We present UniPlane, a novel method that unifies plane detection and reconstruction from posed monocular videos. Unlike existing methods that detect planes from local observations and associate them across the video for the final reconstruction, UniPlane unifies both the detection and the reconstruction tasks in a single network, which allows us to directly optimize final reconstruction quality and fully leverage temporal information. Specifically, we build a Transformers-based deep neural network that jointly constructs a 3D feature volume for the environment and estimates a set of per-plane embeddings as queries. UniPlane directly reconstructs the 3D planes by taking dot products between voxel embeddings and the plane embeddings followed by binary thresholding. Extensive experiments on real-world datasets demonstrate that UniPlane outperforms state-of-the-art methods in both plane detection and reconstruction tasks, achieving +4.6 in F-score in geometry as well as consistent improvements in other geometry and segmentation metrics.
Paper Structure (20 sections, 3 equations, 5 figures, 4 tables)

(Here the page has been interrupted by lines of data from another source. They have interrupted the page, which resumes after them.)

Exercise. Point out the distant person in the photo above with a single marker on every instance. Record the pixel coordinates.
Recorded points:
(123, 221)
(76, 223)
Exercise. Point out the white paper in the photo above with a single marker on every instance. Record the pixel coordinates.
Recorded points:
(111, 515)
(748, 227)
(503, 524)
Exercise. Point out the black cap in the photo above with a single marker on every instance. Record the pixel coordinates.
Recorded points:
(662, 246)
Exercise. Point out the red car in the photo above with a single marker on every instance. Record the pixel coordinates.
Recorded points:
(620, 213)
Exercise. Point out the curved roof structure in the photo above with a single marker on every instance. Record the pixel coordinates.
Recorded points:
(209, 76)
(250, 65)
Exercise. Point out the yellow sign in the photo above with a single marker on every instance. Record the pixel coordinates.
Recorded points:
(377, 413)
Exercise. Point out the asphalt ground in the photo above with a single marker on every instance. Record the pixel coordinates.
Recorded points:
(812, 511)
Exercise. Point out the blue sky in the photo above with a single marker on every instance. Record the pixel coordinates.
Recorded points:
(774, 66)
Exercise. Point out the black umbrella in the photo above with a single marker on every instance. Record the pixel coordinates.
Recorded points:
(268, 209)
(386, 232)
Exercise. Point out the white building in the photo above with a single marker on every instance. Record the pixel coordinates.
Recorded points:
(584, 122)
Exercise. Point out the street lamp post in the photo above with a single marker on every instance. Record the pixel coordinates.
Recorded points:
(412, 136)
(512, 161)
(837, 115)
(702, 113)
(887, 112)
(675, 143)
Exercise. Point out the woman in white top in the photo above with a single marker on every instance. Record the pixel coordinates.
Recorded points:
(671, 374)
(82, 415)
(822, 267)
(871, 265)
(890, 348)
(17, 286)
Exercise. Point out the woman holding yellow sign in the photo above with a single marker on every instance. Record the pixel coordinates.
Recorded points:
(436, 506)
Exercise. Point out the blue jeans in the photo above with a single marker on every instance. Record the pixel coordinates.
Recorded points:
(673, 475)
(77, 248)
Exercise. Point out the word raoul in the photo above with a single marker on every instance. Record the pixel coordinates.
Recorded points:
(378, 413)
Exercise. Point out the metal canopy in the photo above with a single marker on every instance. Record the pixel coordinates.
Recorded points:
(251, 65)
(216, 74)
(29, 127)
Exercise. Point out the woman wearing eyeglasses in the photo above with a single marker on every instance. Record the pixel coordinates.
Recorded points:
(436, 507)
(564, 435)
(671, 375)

This paper contains 20 sections, 3 equations, 5 figures, 4 tables.

Figures (5)

  • Figure 1: Comparison between UniPlane and PlanarRecon. Left: predictions from our baseline PlanarReccon. Middle: reconstructions from UniPlane. Right: ground-truth plane reconstruction. Each color represents a plane instance. Textured planes are learned with rendering loss. Our model is able to accurately detect more planes improving both recall and precision.
  • Figure 2: 2D toy example to illustrate view consistency. Each 2D pixel will project visual features onto voxels accessible by a ray from it. Voxels receiving consistent visual features are occupied, marked by color on the right. Voxels receiving different visual features are unoccupied, and marked as white on the right. Voxels behind occupied voxels are occluded, and marked as gray on the right.
  • Figure 3: Overall Architecture From a sequence of posed images, we organize them into fragments. A voxel feature grid is constructed for each fragment. This per voxel feature is both used to make a per voxel prediction, and as key and value vector to a transformer decoder. The query vector to the transforms consists of both a sequence of learnable query vector, and plane embedding from previous fragment to track planes across fragments
  • Figure 4: Refine planes using differentiable rendering
  • Figure 5: Qualitative Results for Plane Detection on ScanNet. Our method outperforms PlanarRecon. Our approach is able to reconstruct a more complete scene and retrain more details. Different colors indicate different surfaces' segmentation, from much we can observe UniPlane achieves a much better result in both precision and recalls. The spectrum color indicates surface normal. Compared to PlanarRecon, UniPlane predicts much lower normal errors.